Search This Blog

Tuesday, November 1, 2016

November Film Club

Hey everyone!

I can't believe that October is already over...winter is getting closer every day.  A big thank you to everyone who came out to Horror Fest this year, we had a lot of fun.

For the month of November, I thought I'd try something a little different.  Since Veteran's Day is in November, I figured I would show a war film.  I may continue to do this for as many war films that are covered by our license.

For the month of November, I have decided to show Steven Spielberg's masterpiece of a film, Saving Private Ryan.

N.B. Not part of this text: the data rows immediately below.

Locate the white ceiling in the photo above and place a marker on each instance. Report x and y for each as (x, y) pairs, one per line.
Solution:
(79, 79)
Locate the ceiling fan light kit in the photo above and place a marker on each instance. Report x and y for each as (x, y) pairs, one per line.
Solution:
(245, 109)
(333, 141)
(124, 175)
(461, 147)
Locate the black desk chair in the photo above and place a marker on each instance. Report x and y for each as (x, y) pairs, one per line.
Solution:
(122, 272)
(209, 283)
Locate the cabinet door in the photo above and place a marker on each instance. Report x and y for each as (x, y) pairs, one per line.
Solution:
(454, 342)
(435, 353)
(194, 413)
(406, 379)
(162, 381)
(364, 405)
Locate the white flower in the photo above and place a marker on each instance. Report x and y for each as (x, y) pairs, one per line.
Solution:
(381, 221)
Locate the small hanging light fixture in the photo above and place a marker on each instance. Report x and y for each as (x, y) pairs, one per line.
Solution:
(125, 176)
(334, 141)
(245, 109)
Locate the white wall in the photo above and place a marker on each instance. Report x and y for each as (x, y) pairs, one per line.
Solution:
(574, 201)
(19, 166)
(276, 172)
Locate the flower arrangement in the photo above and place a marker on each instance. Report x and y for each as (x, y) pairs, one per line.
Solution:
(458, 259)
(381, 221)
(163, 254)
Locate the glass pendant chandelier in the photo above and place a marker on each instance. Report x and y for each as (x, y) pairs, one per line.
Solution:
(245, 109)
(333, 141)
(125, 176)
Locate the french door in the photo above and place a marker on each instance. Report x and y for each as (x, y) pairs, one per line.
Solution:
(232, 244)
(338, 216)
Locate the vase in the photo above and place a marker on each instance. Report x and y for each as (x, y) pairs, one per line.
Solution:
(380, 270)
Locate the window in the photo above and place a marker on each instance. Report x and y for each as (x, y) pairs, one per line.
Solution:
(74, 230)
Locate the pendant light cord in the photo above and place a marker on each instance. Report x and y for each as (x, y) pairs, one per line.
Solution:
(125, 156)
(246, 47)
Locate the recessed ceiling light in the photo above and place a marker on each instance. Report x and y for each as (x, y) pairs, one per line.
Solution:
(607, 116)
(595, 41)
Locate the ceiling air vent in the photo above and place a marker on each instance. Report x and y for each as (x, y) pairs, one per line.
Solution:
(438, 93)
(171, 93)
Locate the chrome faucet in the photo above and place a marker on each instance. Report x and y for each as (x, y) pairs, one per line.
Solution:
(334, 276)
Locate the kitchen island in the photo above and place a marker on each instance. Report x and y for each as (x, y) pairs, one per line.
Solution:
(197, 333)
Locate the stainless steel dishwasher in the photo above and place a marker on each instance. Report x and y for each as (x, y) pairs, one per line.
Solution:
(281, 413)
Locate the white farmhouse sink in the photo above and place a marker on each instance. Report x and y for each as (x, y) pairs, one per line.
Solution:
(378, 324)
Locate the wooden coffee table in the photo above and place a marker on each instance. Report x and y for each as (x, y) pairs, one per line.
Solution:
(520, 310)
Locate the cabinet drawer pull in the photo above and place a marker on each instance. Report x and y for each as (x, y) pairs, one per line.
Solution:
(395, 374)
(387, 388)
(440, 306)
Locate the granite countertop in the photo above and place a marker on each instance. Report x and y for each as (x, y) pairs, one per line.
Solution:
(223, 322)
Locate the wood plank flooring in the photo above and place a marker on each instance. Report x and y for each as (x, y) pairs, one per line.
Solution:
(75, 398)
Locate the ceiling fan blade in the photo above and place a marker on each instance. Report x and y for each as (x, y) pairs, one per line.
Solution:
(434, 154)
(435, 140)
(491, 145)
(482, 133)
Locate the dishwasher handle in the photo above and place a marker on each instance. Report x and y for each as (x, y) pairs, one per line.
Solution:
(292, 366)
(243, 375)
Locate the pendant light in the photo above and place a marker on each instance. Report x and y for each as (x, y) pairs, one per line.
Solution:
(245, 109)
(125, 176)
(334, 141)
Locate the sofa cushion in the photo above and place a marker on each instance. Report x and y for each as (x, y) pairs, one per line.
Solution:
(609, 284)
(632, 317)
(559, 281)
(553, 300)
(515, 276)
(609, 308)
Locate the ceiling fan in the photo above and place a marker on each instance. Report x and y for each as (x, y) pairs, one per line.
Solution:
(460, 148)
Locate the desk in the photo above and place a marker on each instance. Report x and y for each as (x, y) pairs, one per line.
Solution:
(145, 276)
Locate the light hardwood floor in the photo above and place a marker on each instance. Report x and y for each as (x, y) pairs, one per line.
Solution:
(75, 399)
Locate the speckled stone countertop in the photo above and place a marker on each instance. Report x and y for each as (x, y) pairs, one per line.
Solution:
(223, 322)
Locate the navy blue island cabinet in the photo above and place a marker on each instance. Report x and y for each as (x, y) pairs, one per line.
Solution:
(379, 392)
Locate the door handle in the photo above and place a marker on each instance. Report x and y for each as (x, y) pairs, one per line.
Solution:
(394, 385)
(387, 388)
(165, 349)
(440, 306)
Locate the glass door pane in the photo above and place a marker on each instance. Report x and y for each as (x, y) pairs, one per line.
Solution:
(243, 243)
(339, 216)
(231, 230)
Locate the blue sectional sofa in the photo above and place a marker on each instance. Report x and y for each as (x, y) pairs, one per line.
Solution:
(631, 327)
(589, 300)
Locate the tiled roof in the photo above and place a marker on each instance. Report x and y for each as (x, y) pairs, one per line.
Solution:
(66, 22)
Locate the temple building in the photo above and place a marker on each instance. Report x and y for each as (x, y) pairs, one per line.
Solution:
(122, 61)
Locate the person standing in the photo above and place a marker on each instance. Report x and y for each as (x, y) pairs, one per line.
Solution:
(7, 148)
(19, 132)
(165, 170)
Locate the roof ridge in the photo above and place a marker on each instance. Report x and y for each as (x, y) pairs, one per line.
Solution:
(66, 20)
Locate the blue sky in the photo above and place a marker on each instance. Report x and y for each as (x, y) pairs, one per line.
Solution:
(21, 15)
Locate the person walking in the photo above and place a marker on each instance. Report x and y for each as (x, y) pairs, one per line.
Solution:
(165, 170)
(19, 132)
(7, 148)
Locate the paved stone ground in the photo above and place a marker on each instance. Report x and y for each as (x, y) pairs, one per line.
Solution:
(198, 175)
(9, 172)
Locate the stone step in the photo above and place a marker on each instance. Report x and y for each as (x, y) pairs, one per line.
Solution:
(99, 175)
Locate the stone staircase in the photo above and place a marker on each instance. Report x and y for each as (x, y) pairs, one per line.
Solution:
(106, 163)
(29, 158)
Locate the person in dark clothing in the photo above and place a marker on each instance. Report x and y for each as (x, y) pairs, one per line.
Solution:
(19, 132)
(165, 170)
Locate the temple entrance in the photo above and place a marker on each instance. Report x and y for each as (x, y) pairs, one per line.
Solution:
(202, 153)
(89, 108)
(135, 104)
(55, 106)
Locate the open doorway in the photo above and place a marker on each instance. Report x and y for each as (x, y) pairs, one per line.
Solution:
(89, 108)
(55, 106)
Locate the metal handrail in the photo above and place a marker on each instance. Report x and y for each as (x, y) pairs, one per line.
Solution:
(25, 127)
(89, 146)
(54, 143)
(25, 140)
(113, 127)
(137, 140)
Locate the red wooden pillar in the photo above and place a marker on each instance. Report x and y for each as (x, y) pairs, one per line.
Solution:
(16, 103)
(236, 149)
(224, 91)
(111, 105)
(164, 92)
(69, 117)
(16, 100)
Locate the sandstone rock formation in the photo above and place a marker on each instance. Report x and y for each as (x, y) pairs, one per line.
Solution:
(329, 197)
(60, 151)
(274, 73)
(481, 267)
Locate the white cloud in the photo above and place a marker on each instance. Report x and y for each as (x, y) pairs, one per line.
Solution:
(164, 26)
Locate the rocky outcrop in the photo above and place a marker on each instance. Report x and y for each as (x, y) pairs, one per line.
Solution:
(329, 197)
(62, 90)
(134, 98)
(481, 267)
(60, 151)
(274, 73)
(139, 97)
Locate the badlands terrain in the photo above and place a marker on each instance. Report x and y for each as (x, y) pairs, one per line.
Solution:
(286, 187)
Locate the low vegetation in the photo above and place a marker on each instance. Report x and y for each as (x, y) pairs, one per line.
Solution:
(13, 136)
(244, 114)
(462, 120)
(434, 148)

Saving Private Ryan is a 1998 American epic war drama film set during the Invasion of Normandy in World War II.  Directed by Steven Spielberg and written by Robert Rodat, the film is notable for its graphic portrayal of war, and for the intensity of its opening 27 minutes, which includes a depiction of the Omaha Beach assault of June 6, 1944.  It follows United States Army Rangers Captain John H. Miller (Tom Hanks) and a squad (Tom Sizemore, Edward Burns, Barry Pepper, Giovanni Ribisi, Vin Diesel, Adam Goldberg, and Jeremy Davies) as they search for a paratrooper, Private First Class James Francis Ryan (Matt Damon), who is the last surviving brother of four servicemen.  The film received universal acclaim, winning several awards for film, cast, and crew, as well as earning significant returns at the box office.  The Academy of Motion Picture Arts and Sciences nominated the film for 11 Academy Awards; Spielberg's direction won him a second Academy Award for Best Director, with four more awards going to the film.

In 2014, the film was selected for preservation in the National Film Registry by the Library of Congress, being deemed "culturally, historically, or aesthetically significant."  The film holds a 92% fresh rating on Rotten Tomatoes out of 130 critical reviews.  Roger Ebert awarded the film 4/4 stars saying this in his review, "Spielberg and his screenwriter, Robert Rodat, have done a subtle and rather beautiful thing: They have made a philosophical film about war almost entirely in terms of action.  Saving Private Ryan says things about war that are as complex and difficult as any essayist could possibly express, and does it with broad, strong images, with violence, with profanity, with action, with camaraderie.  It is possible to express even the most thoughtful ideas in the simplest words and actions, and that's what Spielberg does.  Saving Private Ryan is a powerful experience.  I'm sure a lot of people will weep during it.  Spielberg knows how to make audiences weep better than any director since Chaplin in City Lights.  But weeping is an incomplete response, letting the audience off the hood.  This film embodies ideas.  After the immediate experience begins to fade, the implications remain and grow."